Linking Processes and Outcomes to Improve Surgical Performance: A New Approach to Morbidity and Mortality Peer Review

Pine, Michael; Fry, Donald E.
November 2006
American Surgeon;Nov2006, Vol. 72 Issue 11, p1115
Academic Journal
Peer review of surgical cases resulting in death or potentially avoidable complications is a longstanding tradition, but intensive reviews of individual cases rarely produces tangible improvements in clinical outcomes. The systematic comparison of care received by patients who experienced adverse outcomes to care received by patients who had uneventful surgical courses is a promising alternative to intensive case review. However, the results of these studies may be misleading because physicians often choose interventions based on their perceptions of patients' preoperative risks, and higher adverse outcome rates among patients with higher preoperative risk may distort comparisons of alternative interventions.
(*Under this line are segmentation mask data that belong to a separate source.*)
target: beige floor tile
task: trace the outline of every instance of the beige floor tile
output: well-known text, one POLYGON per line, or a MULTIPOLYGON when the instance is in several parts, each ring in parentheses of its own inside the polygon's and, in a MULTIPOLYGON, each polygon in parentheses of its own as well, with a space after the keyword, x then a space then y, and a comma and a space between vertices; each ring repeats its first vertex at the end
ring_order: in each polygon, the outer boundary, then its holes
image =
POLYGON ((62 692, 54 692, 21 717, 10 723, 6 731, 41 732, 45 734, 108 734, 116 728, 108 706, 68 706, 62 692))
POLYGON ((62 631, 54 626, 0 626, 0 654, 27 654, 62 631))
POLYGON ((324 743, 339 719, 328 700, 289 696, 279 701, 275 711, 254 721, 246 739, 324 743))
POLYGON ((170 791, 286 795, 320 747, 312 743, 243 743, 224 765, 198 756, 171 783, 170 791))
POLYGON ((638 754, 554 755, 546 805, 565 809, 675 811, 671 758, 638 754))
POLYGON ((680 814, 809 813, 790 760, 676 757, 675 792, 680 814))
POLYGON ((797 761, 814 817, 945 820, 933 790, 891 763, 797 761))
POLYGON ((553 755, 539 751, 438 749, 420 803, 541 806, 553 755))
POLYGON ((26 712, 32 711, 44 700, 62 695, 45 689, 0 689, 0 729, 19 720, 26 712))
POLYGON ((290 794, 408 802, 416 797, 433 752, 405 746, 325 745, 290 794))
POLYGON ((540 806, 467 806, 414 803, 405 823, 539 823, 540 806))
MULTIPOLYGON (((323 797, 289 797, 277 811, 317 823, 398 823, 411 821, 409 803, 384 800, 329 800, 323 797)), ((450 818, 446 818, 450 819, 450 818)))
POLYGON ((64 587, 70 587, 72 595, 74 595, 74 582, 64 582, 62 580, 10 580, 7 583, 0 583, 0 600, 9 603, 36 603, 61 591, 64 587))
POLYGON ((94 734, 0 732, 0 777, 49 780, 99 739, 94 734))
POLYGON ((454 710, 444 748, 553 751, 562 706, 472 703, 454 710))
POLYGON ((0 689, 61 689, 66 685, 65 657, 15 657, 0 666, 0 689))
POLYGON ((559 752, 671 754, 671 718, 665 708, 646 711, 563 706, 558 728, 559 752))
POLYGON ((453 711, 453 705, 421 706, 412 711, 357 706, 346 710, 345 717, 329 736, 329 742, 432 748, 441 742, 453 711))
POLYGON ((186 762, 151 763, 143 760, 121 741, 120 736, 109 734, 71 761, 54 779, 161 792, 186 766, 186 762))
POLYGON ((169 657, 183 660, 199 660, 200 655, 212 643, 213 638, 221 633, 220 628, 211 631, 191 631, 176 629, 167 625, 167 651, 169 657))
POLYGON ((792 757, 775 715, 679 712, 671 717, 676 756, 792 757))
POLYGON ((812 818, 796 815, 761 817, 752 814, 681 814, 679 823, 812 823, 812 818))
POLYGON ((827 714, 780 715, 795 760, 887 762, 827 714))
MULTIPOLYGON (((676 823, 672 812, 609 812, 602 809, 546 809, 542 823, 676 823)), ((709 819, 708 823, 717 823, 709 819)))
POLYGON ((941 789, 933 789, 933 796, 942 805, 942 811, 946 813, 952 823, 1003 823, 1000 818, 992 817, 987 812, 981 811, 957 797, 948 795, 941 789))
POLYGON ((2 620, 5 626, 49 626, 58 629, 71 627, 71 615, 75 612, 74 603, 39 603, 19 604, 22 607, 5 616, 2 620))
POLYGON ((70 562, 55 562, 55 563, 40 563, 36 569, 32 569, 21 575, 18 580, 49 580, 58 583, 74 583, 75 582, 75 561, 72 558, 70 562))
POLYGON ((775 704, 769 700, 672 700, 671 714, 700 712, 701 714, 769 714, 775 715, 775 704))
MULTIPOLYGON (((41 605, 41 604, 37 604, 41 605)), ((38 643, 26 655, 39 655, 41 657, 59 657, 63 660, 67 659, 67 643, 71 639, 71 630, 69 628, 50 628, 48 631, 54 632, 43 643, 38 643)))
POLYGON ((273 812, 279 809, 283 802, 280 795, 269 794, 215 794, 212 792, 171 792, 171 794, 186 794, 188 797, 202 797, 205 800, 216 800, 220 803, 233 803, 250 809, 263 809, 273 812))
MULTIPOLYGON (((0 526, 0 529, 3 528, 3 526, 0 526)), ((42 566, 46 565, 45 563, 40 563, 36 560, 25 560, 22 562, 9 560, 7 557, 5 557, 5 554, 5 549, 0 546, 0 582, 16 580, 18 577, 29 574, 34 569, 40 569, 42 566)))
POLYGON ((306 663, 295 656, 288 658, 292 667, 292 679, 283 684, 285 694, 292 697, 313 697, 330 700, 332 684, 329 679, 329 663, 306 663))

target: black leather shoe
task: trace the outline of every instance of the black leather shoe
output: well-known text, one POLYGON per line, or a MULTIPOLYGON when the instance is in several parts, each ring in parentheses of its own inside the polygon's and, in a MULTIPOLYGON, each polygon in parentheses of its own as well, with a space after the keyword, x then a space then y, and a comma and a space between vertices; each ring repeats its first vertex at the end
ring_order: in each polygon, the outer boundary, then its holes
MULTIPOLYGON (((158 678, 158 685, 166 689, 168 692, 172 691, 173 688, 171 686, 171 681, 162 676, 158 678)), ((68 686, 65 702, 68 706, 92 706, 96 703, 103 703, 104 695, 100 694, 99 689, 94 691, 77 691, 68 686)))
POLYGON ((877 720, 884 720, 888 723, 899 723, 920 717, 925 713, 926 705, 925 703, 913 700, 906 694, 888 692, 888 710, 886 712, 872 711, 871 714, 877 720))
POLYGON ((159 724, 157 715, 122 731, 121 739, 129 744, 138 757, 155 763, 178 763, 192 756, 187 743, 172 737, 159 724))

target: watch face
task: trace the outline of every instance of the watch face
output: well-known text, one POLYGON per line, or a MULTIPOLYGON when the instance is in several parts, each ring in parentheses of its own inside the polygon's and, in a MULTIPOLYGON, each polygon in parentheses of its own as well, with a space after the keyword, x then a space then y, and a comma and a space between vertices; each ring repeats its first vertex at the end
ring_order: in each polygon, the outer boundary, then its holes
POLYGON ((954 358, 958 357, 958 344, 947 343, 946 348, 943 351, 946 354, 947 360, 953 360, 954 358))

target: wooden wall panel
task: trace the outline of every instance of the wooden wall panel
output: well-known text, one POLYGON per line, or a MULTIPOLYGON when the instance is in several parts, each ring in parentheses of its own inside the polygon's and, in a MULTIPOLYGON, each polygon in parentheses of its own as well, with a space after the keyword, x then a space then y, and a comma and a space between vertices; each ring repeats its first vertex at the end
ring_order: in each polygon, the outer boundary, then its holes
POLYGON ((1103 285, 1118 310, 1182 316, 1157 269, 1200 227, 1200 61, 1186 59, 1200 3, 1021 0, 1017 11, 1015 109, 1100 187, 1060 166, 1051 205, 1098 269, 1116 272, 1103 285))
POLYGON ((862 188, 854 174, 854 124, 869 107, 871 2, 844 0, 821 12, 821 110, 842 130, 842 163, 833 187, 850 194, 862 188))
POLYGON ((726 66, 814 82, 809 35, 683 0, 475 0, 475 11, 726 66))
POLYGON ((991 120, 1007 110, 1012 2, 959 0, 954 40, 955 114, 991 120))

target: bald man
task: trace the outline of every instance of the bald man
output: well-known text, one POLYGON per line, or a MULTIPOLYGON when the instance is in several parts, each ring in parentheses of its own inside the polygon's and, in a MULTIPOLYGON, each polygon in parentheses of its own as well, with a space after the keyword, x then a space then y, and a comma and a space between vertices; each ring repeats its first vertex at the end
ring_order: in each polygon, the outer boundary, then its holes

The creation of a control sample by carefully matching each patient who experienced an adverse outcome to a patient who had a similar preoperative risk but did not experience an adverse outcome can overcome this problem and provide excellent insight into how to improve clinical performance most effectively and efficiently. By using currently available electronic data to compute each patient's risk of an adverse outcome, a series of cases with adverse outcomes can be matched to an equal number of controls. Peer review committees can then direct focused data collection and analyses of potentially critical processes of care to determine which, if any, are associated with significantly poorer clinical results. A simulated scenario is analyzed in detail to illustrate the ability of this technique to correctly determine best practices when other approaches fail to do so.